Script replaces /- and -_ in the branch name. Use the printed approach_id from logs — do not reconstruct manually.

Running Steps Independently

Logs indicate exactly which step failed and which script to rerun.

ModuleEntry pointWhen to rerun
exercises.pypython exercises.pyVariant materialization or ZIP creation failed
course.pypython course.pyCourse creation or exercise ID retrieval failed
consistency_check.pypython consistency_check.pyOne or more checks failed; most common rerun
report.pypython report.pyReport generation failed after checks completed
code_snapshot.pypython code_snapshot.pySnapshot ZIP not created
merge_request.pypython merge_request.pyPR creation failed

When running consistency_check.py standalone, note the printed approach_id and set it manually in report.py, code_snapshot.py, and merge_request.py.


Known Limitations

SQL and Assembler precision is low. Prompts assume OO constructs; SQL and Assembler exercises don't map cleanly onto this ontology.

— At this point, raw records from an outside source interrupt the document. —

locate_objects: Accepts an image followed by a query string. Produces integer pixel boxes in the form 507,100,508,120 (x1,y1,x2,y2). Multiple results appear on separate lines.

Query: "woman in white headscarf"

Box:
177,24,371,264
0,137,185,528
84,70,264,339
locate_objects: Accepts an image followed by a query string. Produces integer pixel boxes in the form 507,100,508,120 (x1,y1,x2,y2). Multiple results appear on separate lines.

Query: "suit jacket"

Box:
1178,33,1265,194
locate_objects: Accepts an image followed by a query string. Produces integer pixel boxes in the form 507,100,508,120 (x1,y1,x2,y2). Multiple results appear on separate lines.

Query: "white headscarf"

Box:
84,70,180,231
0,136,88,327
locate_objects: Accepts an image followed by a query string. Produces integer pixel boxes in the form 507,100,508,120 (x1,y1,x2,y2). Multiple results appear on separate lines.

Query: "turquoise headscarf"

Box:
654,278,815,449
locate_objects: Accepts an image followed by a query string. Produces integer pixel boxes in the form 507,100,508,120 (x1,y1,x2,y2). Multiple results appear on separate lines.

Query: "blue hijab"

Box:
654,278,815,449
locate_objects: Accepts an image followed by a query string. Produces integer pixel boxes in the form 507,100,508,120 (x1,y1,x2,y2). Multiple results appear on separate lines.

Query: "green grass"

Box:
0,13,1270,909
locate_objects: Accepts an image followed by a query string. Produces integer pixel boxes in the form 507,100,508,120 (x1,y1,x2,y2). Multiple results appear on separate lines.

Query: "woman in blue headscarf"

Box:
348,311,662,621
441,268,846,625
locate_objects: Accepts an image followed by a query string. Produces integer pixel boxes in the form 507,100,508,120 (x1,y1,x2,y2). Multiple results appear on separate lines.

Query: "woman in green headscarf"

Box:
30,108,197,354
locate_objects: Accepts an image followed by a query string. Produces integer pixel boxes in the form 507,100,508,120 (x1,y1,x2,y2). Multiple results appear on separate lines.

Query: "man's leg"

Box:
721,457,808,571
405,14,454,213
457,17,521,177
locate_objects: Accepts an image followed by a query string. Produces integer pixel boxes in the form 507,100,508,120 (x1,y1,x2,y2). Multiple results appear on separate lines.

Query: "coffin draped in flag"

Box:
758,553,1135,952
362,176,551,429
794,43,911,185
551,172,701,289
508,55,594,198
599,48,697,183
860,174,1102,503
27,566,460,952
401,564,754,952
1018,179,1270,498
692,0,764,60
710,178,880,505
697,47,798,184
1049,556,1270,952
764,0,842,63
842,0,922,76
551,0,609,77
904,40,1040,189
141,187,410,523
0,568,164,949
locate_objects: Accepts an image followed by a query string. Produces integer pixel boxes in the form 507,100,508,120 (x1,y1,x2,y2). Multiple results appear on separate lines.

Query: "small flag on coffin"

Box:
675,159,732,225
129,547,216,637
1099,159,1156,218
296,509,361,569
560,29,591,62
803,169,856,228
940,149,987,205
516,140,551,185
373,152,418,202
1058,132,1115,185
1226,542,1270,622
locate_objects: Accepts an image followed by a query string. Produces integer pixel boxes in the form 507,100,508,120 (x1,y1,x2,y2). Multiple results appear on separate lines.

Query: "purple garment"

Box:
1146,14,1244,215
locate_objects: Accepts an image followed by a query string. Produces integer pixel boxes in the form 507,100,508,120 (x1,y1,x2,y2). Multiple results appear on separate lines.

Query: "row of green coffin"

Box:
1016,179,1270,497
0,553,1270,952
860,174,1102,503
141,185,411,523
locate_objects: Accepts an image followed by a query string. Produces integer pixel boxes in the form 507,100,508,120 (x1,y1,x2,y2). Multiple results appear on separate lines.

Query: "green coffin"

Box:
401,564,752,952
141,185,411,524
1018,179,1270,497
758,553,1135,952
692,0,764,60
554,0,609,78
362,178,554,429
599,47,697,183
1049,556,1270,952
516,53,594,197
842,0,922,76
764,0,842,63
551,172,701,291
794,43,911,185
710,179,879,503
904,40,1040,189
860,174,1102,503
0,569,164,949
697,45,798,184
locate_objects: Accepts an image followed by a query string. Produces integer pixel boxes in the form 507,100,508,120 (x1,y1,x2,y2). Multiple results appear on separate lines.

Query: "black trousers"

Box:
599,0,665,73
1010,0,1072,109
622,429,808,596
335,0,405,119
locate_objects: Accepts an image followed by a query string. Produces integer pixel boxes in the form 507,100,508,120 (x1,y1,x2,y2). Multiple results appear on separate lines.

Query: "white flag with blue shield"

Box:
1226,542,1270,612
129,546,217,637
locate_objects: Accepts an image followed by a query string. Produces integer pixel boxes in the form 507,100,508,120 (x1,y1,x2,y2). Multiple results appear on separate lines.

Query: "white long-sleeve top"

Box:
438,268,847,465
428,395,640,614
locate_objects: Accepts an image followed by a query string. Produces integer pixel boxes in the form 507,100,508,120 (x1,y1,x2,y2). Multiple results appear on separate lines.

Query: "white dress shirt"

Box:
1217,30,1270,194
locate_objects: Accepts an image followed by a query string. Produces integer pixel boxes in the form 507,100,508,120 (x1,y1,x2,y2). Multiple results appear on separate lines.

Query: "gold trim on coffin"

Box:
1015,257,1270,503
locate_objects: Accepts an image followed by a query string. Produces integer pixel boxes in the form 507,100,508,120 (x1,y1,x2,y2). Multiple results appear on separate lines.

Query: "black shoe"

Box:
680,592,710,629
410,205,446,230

LLM non-determinism. Results vary between runs. Average at least 3 runs per approach for reliable comparisons.

Course deletion may not complete on first attempt due to network latency. Re-run — the step is idempotent.

Exercise import may fail if local VCS already contains exercises with the same name. Remove all folders inside repos/ and local-vcs-repos/ in the Artemis project root, then re-run.